Full Version: Basic stats summary
You're currently viewing a stripped down version of our content. View the full version with proper formatting.
Hi all,
it would be most helpful if there was a basic stats summary somewhere,
just for basic word count and such from individual transcriptions.
Something like this:

Transcription:
    TT_ivtff_v0a
    IVTFF Eva- 1.5
# Extracted from LSI_ivtff_0d.txt
# Version v0a of 26/08/2017

Notes:
    words with question marks rejected.
    '<->' replaced with space
Stats:
    Total word count: 37759
    distinct words:    8026
    Hapax legomenon:   5527
    words occurring twice or more: 2499  (anywhere in the manuscript)
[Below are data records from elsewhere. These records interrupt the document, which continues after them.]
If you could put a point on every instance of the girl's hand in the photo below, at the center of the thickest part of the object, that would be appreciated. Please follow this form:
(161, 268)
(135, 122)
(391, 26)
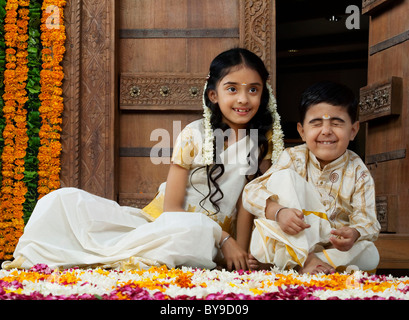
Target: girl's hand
(291, 221)
(345, 238)
(234, 256)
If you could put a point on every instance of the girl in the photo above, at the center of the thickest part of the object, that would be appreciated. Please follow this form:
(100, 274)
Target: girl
(210, 166)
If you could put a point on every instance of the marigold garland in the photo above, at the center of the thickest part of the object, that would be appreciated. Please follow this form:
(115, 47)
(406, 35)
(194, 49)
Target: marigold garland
(30, 150)
(53, 38)
(13, 189)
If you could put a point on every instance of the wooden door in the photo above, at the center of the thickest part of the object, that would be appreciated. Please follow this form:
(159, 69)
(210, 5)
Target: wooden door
(165, 49)
(384, 108)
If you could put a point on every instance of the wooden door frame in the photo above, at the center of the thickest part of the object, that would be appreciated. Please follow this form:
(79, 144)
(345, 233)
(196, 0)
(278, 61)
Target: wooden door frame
(90, 119)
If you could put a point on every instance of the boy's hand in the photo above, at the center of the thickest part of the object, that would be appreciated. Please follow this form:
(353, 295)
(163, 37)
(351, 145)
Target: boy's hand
(291, 221)
(345, 238)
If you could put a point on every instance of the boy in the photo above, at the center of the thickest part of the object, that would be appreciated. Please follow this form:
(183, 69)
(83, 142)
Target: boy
(315, 207)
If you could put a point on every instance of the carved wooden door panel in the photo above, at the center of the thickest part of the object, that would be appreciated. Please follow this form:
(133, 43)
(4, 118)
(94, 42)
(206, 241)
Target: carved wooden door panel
(384, 105)
(165, 48)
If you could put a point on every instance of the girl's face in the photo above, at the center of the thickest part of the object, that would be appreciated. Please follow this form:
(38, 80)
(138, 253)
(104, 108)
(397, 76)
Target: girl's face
(238, 95)
(327, 130)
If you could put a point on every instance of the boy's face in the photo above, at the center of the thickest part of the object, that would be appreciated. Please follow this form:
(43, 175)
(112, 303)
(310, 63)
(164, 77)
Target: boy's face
(327, 130)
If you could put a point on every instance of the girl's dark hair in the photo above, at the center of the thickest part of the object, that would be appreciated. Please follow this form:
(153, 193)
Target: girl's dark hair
(262, 121)
(329, 92)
    wordsoccurring2ormoretimes: of length: 11 How many: 0
    wordsoccurring2ormoretimes: of length: 10 How many: 6
    wordsoccurring2ormoretimes: of length: 9 How many: 57
    wordsoccurring2ormoretimes: of length: 8 How many: 204
    wordsoccurring2ormoretimes: of length: 7 How many: 456
    wordsoccurring2ormoretimes: of length: 6 How many: 638
    wordsoccurring2ormoretimes: of length: 5 How many: 599
    wordsoccurring2ormoretimes: of length: 4 How many: 328
    wordsoccurring2ormoretimes: of length: 3 How many: 145
    wordsoccurring2ormoretimes: of length: 2 How many: 48
    wordsoccurring2ormoretimes: of length: 1 How many: 18
EOF

This kind of thing would be a great boon to baseline/calibrate any code.
Yes it's all been done before, but finding the actual data is a pain.
An easy to find reference would be good, esp. if several folks could agree on the numbers.

If anyone knows where to find such a thing , that would be great.
"...    words occurring twice or more:"

It needs to be made clear whether this is words occurring twice or more (anywhere in the manuscript) or words occurring twice or more in a row (since repetition is often discussed). A slight modification of the wording might be enough to clarify this.